İZMİR, (DHA) – İzmirli araştırmacı gazeteci Sinan Genç, İzmir’in en köklü spor kulüplerinden Süper Lig’deki Göztepe’nin tarihiyle ilgili bilinmeyen belgelere ulaştı. Genç, 14 Haziran 1925’te kurulduğu kabul edilen sarı-kırmızılıların bilinenin aksine Altay’dan kopanların kurduğu bir kulüp olmadığını, kuruluş çalışmalarının daha önce başladığını ortaya çıkardı. Sinan Genç, Türk futbolunun, “Efsane” lakaplı, müzesinde 1 Türkiye Ligi, 2 Türkiye Kupası, birer tane de Cumhurbaşkanlığı ve Federasyon Kupası şampiyonluğu bulunduran, Avrupa’da iki kez çeyrek ve bir kez de yarı final oynama başarısı gösteren, 1980 yılında ise Karşıyaka’yla oynadığı 80 bin kişilik maçta 2’nci Lig’de seyirci rekorunu kıran Göztepe’nin tarihi ile çarpıcı belge ve bilgilere ulaştı.

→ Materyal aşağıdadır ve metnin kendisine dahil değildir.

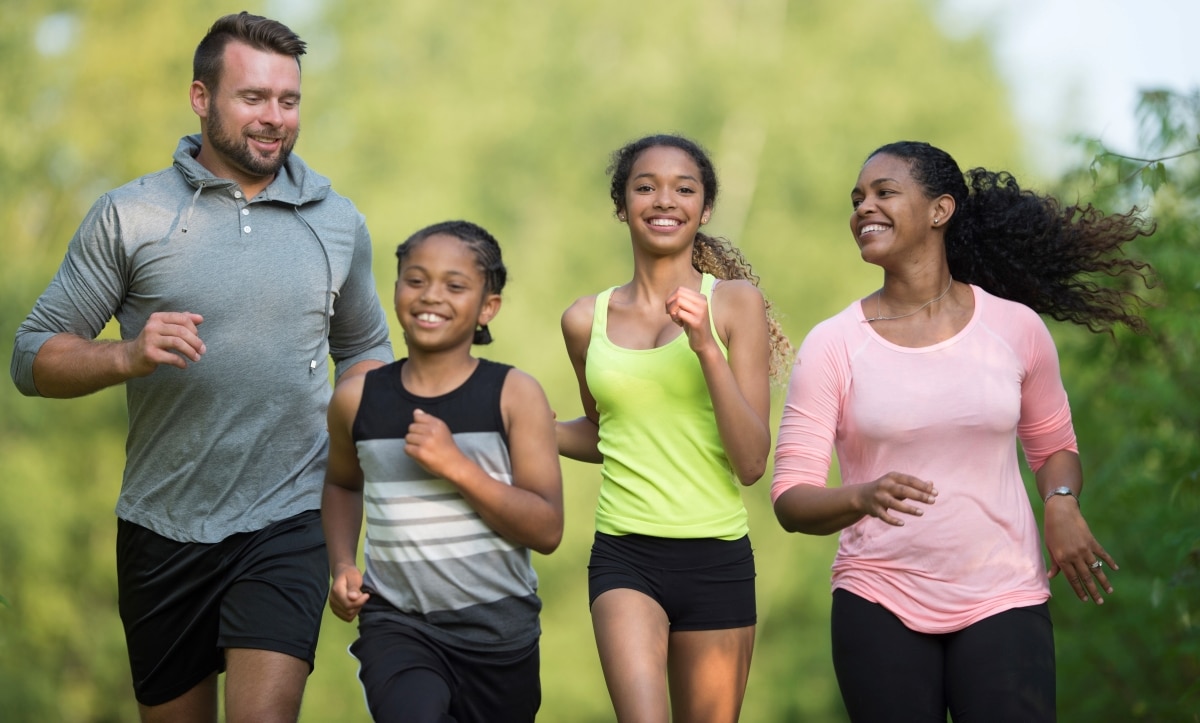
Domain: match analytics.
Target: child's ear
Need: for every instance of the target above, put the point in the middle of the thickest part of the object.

Sinan Genç, Göztepe’nin sanıldığı ve iddia edildiği gibi Altay’dan kopmadığını, o seyahat sırasında yaşanan kavganın kurulmakta olan kulübün kuruluşunu hızlandırdığını söyledi. Dönemin en önemli figürlerinden Şevket Filibeli’nin babası iş adamı Rahmi Filibeli’nin zaten Güzelyalı’ya has, yerli ve milliliği ön planda tutan bir kulüp kurmak için hazırlıklar yaptığını söyleyen Genç, “Kulüp kurma çalışmaları 1925 yılının haziran ayının ortalarında yapılan bir toplantıda şekilleniyor. O toplantıya Yusuf Ziya Selamioğlu, Mithat Efendi, Naci Elbirlik, Nüzhet Bandak ve Muammer Akar da katılıyor. 14 Haziran 1925 tarihi de buradan geliyor. 14 Haziran kulübün kuruluş değil, ateşin ilk yakıldığı gündür” diye konuştu.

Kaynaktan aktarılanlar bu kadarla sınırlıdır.